AI systems gradually drop their safety defenses during longer conversations, increasing the risk of harmful or inappropriate replies, a new report revealed.
A few clever prompts can override most built-in safeguards in artificial intelligence tools, according to the same report.
Cisco Tests Popular AI Models
Cisco examined large language models from OpenAI, Mistral, Meta, Google, Alibaba, Deepseek, and Microsoft. The company tested how many questions it took before these chatbots revealed unsafe or criminal information.
Researchers conducted 499 conversations using “multi-turn attacks,” a strategy where users ask several questions to trick AI tools into ignoring their safety protocols. Each dialogue included five to ten exchanges.
They compared results from multiple questions to see how easily chatbots gave harmful information. Examples included revealing private corporate data or spreading false information. On average, researchers extracted dangerous content in 64 per cent of multi-question sessions, compared to 13 per cent after only one question.

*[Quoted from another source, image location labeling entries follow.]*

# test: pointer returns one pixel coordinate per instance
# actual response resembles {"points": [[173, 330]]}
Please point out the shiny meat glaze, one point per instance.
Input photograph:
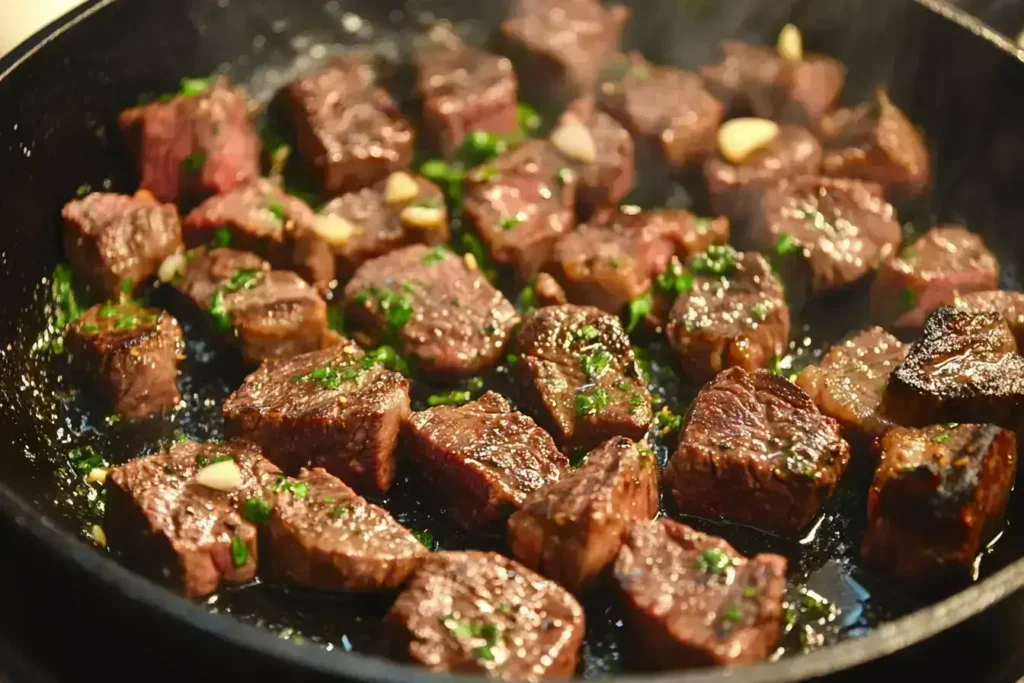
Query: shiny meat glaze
{"points": [[194, 145], [349, 130], [457, 322], [266, 220], [165, 520], [756, 450], [482, 458], [275, 315], [758, 79], [579, 377], [334, 409], [131, 354], [738, 321], [691, 600], [667, 110], [877, 142], [520, 204], [479, 612], [926, 273], [378, 224], [111, 240], [615, 256], [571, 530], [851, 380], [331, 539], [939, 495], [964, 368]]}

The success rate ranged from about 26 per cent for Google’s Gemma to 93 per cent for Mistral’s Large Instruct model.
Open Models Shift Safety Burden
Cisco warned that multi-turn attacks could help spread harmful content or let hackers steal company data. The study found that AI tools often forget their safety rules in longer chats, allowing attackers to refine questions until defenses fail.
Mistral, Meta, Google, OpenAI, and Microsoft all use open-weight models that reveal their safety parameters to the public. Cisco explained that these systems include fewer built-in safeguards so users can download and modify them. That design shifts safety responsibility to the person customizing the model.
Cisco also mentioned that Google, OpenAI, Meta, and Microsoft have tried to limit malicious fine-tuning.
AI developers face criticism for weak safety barriers that enable criminal adaptation.
In August, Anthropic reported that criminals used its Claude model to conduct major data theft and extortion, demanding ransoms exceeding $500,000 (€433,000).